(Internacional) El Foro Interreligioso del G20 aboga por un espacio político para los líderes religiosos

Foro Interreligioso G20

El Foro destacó la importancia del papel que podrían desempeñar los dirigentes religiosos en la resolución de muchos problemas mundiales.

Atraídos por una asamblea extraordinaria de diversos representantes de las redes y comunidades religiosas e interreligiosas del mundo, el séptimo Foro Interreligioso anual del G-20 concluyó sus reuniones a mediados de octubre, tras cinco días de sesiones virtuales en las que se abordaron las esferas temáticas relacionadas con las emergencias de la COVID-19, el cambio climático, las disparidades sociales, raciales y económicas, los desafíos ambientales, la preservación y salvaguardia de los lugares sagrados, incluidos los lugares de culto, además de otras cuestiones apremiantes que afronta el mundo actual.

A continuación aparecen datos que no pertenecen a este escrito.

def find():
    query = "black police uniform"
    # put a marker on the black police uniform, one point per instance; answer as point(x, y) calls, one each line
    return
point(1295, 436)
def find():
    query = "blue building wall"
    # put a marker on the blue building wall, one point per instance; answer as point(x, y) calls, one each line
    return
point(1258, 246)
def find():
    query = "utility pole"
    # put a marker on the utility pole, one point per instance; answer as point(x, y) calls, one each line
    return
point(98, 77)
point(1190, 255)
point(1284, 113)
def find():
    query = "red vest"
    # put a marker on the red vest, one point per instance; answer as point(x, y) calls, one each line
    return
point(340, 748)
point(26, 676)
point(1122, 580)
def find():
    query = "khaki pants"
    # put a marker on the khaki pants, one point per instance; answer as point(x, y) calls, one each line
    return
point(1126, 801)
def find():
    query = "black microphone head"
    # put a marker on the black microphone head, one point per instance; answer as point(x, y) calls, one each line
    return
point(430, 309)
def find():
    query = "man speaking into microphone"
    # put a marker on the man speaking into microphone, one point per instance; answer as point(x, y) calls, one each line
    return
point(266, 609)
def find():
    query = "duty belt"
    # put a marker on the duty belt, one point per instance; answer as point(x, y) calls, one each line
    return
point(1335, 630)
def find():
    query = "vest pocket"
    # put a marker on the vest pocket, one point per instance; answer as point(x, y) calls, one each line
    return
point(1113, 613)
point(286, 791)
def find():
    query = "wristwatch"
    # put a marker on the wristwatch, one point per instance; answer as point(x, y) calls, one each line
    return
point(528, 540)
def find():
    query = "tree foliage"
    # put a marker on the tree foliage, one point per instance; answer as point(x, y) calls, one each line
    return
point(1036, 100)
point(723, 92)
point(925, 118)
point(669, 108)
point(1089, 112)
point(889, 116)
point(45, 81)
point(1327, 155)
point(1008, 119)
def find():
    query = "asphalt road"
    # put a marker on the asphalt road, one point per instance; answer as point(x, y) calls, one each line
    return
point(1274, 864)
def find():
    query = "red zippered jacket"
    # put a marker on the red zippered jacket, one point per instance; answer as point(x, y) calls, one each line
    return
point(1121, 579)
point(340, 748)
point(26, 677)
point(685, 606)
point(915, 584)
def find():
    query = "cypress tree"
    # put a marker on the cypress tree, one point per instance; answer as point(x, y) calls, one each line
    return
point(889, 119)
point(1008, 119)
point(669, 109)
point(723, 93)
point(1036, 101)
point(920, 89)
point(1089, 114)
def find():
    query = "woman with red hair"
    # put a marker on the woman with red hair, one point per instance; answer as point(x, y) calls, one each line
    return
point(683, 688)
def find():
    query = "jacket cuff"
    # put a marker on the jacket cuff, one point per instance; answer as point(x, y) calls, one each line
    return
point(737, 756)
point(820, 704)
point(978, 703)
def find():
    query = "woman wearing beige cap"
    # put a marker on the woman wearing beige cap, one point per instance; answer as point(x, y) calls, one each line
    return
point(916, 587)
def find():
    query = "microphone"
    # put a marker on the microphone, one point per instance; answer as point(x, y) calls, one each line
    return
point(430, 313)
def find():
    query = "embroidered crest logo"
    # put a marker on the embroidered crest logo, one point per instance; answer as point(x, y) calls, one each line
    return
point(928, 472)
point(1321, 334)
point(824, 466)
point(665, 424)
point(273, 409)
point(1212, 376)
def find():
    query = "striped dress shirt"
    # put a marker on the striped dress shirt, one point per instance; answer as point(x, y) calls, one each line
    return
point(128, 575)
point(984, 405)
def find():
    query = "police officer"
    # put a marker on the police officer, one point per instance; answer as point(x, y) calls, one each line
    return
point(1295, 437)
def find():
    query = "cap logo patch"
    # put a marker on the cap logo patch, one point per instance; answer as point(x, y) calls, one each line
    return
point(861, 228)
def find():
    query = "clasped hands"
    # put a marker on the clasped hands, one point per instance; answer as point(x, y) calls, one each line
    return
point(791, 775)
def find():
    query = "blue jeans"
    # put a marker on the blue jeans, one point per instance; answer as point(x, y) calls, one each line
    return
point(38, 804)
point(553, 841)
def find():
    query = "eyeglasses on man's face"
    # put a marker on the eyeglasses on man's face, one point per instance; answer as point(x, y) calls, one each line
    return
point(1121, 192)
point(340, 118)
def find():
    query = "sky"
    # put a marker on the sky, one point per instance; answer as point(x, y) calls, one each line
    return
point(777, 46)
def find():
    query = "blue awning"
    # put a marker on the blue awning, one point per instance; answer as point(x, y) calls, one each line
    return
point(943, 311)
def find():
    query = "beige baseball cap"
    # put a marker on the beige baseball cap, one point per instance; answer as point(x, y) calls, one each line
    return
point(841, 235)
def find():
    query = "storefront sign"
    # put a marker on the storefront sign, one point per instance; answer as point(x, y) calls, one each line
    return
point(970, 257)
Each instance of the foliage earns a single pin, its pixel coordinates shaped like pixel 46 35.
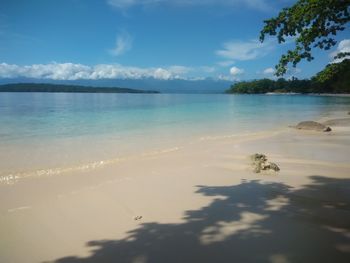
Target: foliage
pixel 333 79
pixel 313 23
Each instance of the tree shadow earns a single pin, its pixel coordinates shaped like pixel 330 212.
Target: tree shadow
pixel 249 222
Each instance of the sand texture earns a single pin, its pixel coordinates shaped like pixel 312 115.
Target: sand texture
pixel 199 202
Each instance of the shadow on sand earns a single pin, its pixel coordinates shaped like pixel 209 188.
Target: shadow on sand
pixel 249 222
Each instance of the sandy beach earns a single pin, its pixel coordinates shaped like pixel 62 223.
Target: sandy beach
pixel 197 202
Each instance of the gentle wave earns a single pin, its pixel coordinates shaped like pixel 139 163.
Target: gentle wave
pixel 13 178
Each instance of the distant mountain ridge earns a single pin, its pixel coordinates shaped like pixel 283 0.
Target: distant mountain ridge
pixel 47 87
pixel 207 85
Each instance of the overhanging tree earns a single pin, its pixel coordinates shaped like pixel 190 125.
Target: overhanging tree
pixel 313 23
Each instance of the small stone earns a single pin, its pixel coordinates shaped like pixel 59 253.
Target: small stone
pixel 311 125
pixel 274 167
pixel 258 157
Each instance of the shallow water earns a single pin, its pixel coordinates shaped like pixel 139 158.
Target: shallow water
pixel 43 131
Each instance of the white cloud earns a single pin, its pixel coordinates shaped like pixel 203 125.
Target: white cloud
pixel 70 71
pixel 234 71
pixel 123 44
pixel 262 5
pixel 225 63
pixel 249 50
pixel 343 46
pixel 269 71
pixel 207 69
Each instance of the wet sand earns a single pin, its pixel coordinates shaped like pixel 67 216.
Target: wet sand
pixel 198 202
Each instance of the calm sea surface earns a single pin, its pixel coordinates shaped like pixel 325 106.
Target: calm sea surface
pixel 53 130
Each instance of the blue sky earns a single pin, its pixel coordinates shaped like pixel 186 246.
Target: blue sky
pixel 91 39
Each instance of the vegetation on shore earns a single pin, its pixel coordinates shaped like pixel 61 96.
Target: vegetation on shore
pixel 312 23
pixel 46 87
pixel 333 79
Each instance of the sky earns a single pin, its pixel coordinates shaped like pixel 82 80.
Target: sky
pixel 163 39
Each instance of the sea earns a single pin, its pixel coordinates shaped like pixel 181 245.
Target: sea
pixel 51 133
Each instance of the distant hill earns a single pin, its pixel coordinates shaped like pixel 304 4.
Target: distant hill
pixel 207 85
pixel 47 87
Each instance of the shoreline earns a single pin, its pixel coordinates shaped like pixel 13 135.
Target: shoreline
pixel 198 203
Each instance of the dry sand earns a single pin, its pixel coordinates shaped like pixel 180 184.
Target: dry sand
pixel 198 202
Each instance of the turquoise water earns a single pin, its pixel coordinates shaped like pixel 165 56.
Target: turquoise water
pixel 41 130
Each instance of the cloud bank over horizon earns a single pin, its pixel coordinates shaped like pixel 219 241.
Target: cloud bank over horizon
pixel 71 71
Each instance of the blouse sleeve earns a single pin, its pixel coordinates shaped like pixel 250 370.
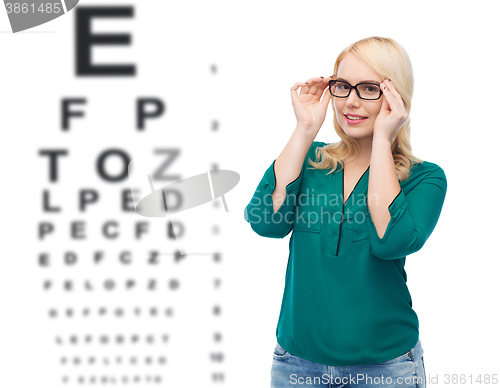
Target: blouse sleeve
pixel 260 211
pixel 413 218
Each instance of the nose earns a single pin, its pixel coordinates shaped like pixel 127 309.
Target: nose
pixel 353 99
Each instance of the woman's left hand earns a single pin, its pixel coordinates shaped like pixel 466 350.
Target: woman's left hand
pixel 390 120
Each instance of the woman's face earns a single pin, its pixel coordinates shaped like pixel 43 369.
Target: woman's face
pixel 354 71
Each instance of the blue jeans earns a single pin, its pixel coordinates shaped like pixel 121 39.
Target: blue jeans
pixel 405 371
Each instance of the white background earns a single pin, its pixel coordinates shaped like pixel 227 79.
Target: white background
pixel 261 49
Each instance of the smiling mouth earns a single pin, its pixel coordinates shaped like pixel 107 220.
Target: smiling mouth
pixel 355 118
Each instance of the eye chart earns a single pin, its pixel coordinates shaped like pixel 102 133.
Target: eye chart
pixel 130 208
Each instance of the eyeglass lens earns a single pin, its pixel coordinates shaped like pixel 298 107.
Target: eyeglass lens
pixel 368 91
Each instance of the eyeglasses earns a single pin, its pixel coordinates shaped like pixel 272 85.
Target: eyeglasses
pixel 365 91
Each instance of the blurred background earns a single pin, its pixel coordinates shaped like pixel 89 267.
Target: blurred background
pixel 93 293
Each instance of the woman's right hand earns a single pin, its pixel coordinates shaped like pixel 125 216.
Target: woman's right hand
pixel 309 110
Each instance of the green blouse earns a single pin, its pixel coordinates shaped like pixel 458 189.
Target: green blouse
pixel 346 301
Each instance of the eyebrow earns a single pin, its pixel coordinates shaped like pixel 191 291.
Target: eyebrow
pixel 368 80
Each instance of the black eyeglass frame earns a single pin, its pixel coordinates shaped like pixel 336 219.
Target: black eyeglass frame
pixel 355 87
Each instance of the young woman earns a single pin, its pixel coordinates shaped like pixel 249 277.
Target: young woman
pixel 346 318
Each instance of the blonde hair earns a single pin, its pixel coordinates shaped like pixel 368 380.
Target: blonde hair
pixel 389 60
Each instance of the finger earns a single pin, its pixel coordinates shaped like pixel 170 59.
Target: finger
pixel 397 101
pixel 389 97
pixel 385 103
pixel 327 97
pixel 317 86
pixel 296 86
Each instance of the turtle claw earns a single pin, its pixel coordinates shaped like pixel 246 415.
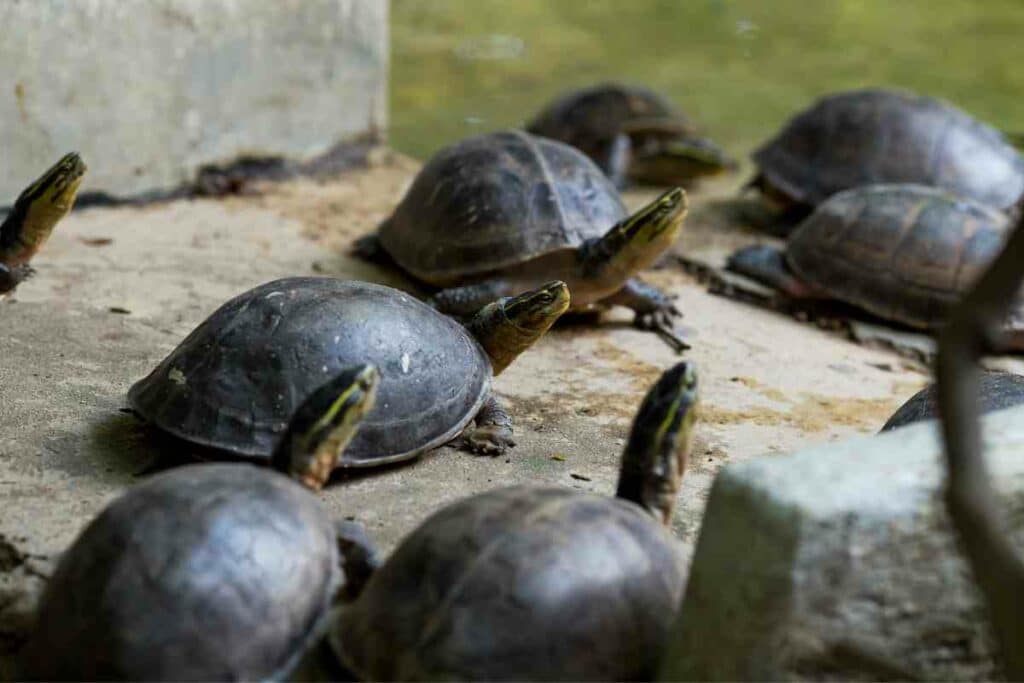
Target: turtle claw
pixel 488 440
pixel 662 322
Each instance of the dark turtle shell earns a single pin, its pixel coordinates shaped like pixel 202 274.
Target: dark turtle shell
pixel 208 572
pixel 590 119
pixel 236 381
pixel 496 201
pixel 996 390
pixel 902 252
pixel 887 136
pixel 519 584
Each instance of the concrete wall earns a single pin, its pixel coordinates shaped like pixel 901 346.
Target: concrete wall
pixel 148 90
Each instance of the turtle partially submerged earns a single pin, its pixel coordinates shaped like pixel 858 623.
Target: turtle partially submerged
pixel 878 136
pixel 538 583
pixel 500 213
pixel 233 383
pixel 996 390
pixel 36 212
pixel 901 252
pixel 633 134
pixel 209 572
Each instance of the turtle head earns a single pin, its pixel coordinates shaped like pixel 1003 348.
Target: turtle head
pixel 679 161
pixel 39 208
pixel 635 242
pixel 659 444
pixel 510 326
pixel 325 424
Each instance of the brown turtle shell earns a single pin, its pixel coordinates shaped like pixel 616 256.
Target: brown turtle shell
pixel 902 252
pixel 590 119
pixel 496 201
pixel 888 136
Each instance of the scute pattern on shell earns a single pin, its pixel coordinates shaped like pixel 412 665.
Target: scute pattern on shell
pixel 519 584
pixel 204 572
pixel 888 136
pixel 902 252
pixel 495 201
pixel 235 382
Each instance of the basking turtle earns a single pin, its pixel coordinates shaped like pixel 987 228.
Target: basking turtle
pixel 632 133
pixel 903 253
pixel 538 583
pixel 209 572
pixel 879 136
pixel 996 390
pixel 236 380
pixel 500 213
pixel 37 210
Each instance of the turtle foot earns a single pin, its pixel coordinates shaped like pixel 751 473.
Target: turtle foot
pixel 662 322
pixel 488 440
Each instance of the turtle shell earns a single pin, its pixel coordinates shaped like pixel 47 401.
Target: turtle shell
pixel 496 201
pixel 590 119
pixel 519 584
pixel 996 390
pixel 236 381
pixel 209 572
pixel 902 252
pixel 887 136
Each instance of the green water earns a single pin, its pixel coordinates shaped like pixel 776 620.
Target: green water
pixel 738 68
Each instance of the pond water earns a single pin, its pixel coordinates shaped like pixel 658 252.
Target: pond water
pixel 738 68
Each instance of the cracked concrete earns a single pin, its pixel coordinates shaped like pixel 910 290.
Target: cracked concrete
pixel 118 288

Originalmente prevista para celebrarse en el Reino de Arabia Saudita, anfitrión de la Cumbre del G-20 en 2020, la conferencia se llevó a cabo prácticamente en respuesta a la pandemia mundial. La asistencia virtual superó los 2.000 participantes de más de 90 países. El Príncipe Heredero de Arabia Saudita, Mohammad bin Salman, desempeñó un papel fundamental al destacar el papel de los dirigentes religiosos y la asociación interreligiosa para encontrar una solución a los problemas mundiales, dándole prioridad en el programa del G20.

En la clausura del Foro, los socios organizadores; el Centro de Diálogo Internacional (KAICIID), la Asociación Interconfesional del G20, la Alianza de Civilizaciones de las Naciones Unidas (UNAOC) y el Comité Nacional para el Diálogo Interconfesional e Intercultural de Arabia Saudita, emitieron una declaración conjunta en la que se pedía una representación más sólida en las mesas de formulación de políticas mundiales para los líderes religiosos y los actores religiosos.

El Foro, de cinco días de duración, reunió a destacados dirigentes religiosos de todo el espectro confesional, así como a funcionarios gubernamentales, altos funcionarios de entidades de las Naciones Unidas y formadores de opinión para consultar, deliberar y recomendar.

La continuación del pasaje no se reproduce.